John S. Farmer. A dictionary of slang: An alphabetical history of colloquial, unorthodox, underground and vulgar English. (1980 reprint of Slang and its analogues, 1890). Mostly eighteenth- and early nineteenth-century slang, with an emphasis on the London underworld. In two fat volumes! As great for browsing as it is for reference (“tip us your flipper” = give me your hand: vital information for all time travelers). My only complaint is that the organization is eccentric. Words are gathered together by subject, under a headword that the editor judged to be, I suppose, the most common term — so that, for example, all terms for the female pudenda are listed under Monosyllable (!). Copious cross-references could have cured this defect, but they are sparse.
Malcolm Balen. The secret history of the South Sea bubble: The world’s first great financial scandal. I don’t know how secret any of this actually is, but it’s fascinating to see all the threads gathered together and laid out plainly.
Lapham’s quarterly, volume 5, number 3: Magic shows.

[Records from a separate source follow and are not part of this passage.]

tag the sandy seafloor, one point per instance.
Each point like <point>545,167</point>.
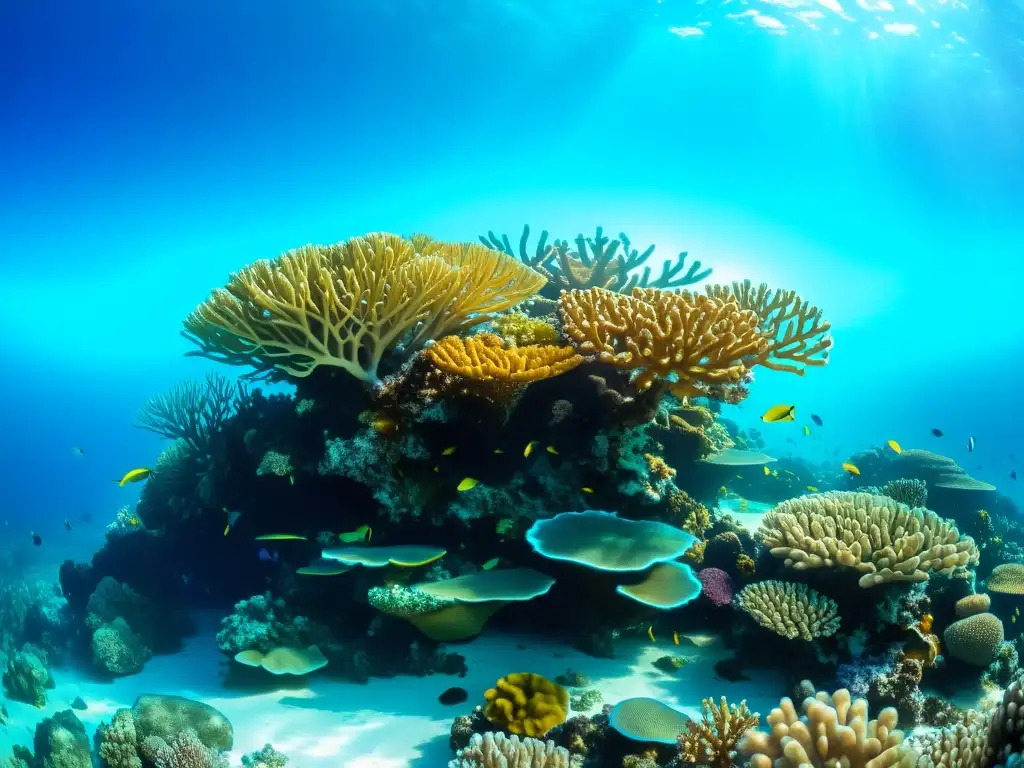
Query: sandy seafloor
<point>393,722</point>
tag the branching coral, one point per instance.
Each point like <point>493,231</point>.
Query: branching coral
<point>665,336</point>
<point>486,357</point>
<point>790,609</point>
<point>876,536</point>
<point>713,740</point>
<point>346,304</point>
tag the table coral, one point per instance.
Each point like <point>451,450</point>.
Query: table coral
<point>525,702</point>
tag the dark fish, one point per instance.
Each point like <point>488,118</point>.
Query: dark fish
<point>453,696</point>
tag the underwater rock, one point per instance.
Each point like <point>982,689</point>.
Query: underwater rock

At a recent Friends of the Library book sale, I saw a box under the table with a nearly complete run of this fine publication, many of them still in shrink-wrap. Naturally, I snapped them up; at $5 a bag (it was the last day), how can you go wrong?
James Tiptree, Jr. Her smoke rose up forever. I recently read Julie Phillips’s fine biography, James Tiptree, Jr.: The double life of Alice B. Sheldon. Rereading the stories now, there’s an eerie sensation of seeing through the surface of the fiction and catching elusive glimpses of something else lurking there, something darker, sadder, more desperate, more painful than any possible endurance.